Bisnis.com, JAKARTA - Rencana kenaikan pajak pertambahan nilai (PPN) dinilai dapat memicu melonjaknya tingkat inflasi sehingga akan berdampak pada tertahannya daya beli masyarakat.
VP Economist Bank Permata Josua Pardede menyampaikan peningkatan PPN diharapkan dapat mendorong konsolidasi fiskal sehingga defisit APBN dapat kembali ke level normal, sebesar 3 persen terhadap PDB pada 2023. Langkah ini juga diharapkan dapat menunjang perekonomian jangka panjang, seperti belanja infrastruktur dan program prioritas lainnya.
Namun demikian, Josua menilai konsekuensi dari peningkatan tarif PPN berpotensi meningkatkan inflasi ke kisaran 3 hingga 4 persen yang disebabkan oleh cost-push-inflation.

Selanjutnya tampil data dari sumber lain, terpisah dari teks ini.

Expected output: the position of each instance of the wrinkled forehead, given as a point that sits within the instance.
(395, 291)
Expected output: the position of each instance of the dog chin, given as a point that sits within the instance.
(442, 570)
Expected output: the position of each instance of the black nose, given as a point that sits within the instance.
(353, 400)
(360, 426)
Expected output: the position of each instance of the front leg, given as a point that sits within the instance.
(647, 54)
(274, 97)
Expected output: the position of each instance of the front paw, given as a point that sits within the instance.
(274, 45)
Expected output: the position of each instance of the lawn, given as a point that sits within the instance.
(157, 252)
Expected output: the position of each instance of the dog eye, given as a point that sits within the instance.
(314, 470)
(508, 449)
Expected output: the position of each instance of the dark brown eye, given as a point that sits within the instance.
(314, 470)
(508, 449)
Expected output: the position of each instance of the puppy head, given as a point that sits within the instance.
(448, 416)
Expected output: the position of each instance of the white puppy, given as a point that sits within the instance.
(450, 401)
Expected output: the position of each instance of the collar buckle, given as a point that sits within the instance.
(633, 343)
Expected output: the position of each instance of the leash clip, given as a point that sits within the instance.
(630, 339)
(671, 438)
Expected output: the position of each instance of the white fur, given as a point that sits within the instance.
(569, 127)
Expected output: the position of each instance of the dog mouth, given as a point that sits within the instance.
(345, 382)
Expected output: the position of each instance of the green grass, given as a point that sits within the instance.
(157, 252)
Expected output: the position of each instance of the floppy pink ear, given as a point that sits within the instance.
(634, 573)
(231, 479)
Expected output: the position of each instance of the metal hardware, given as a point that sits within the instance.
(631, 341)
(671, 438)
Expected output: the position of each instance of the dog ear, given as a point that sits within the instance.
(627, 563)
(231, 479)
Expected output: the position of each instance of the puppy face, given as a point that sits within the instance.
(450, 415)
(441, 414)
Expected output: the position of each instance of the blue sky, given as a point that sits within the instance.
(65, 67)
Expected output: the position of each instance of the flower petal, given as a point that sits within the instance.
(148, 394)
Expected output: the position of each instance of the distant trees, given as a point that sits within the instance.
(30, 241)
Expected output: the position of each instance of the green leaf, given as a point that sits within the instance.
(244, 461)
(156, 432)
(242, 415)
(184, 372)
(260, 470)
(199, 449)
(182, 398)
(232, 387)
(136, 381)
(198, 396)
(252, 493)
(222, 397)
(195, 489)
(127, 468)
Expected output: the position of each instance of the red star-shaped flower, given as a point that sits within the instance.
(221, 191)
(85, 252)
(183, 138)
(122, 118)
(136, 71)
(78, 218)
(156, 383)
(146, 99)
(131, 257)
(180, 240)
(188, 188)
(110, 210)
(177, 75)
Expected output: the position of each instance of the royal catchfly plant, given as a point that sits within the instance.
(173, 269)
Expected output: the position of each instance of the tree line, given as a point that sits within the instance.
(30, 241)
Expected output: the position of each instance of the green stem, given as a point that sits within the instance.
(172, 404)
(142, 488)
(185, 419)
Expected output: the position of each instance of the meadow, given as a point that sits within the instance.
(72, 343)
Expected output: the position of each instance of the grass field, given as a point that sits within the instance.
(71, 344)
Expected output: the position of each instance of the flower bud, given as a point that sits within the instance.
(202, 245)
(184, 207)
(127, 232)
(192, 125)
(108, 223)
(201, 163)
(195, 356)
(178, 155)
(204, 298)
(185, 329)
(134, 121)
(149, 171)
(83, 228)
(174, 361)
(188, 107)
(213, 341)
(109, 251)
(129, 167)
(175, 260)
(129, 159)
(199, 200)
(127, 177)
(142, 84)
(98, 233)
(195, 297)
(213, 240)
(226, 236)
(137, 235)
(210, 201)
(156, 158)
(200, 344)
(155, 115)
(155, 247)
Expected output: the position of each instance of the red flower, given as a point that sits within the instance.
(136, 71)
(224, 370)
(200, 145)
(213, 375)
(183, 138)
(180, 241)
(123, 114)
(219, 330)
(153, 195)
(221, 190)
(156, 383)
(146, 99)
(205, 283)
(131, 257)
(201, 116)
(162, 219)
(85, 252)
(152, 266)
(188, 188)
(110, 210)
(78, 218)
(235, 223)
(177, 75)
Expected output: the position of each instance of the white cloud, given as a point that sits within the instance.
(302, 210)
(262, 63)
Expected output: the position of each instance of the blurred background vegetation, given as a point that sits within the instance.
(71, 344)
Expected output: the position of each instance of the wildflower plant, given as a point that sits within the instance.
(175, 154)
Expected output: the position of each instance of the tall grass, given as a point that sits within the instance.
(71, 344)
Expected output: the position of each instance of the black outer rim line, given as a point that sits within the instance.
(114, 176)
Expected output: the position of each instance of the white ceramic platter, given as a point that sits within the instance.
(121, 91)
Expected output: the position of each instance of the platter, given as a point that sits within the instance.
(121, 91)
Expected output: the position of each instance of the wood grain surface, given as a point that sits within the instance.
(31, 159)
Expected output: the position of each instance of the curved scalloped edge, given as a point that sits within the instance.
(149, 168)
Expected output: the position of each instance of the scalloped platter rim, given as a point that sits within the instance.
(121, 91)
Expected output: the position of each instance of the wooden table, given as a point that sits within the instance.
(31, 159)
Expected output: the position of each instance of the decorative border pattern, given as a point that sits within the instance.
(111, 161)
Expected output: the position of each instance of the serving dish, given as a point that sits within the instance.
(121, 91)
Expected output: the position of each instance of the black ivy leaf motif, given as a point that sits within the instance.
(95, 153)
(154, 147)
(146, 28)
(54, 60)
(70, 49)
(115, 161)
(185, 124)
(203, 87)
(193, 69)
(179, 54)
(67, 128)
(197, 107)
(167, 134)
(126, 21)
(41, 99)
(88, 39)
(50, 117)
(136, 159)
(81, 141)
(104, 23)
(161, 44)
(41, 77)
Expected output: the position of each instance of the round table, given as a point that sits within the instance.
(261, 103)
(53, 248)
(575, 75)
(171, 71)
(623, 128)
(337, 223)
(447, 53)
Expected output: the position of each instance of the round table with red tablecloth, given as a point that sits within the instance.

"Kenaikan inflasi akibat kenaikan tarif PPN tidak diiringi oleh peningkatan permintaan,” katanya kepada Bisnis, Kamis (6/5/2021).
Akibatnya, dia menyampaikan kenaikan inflasi akan cenderung membatasi daya beli masyarakat sehingga konsumsi rumah tangga juga melambat. Pada akhirnya, kebijakan tersebut nantinya akan membatasi laju pertumbuhan ekonomi pada 2022.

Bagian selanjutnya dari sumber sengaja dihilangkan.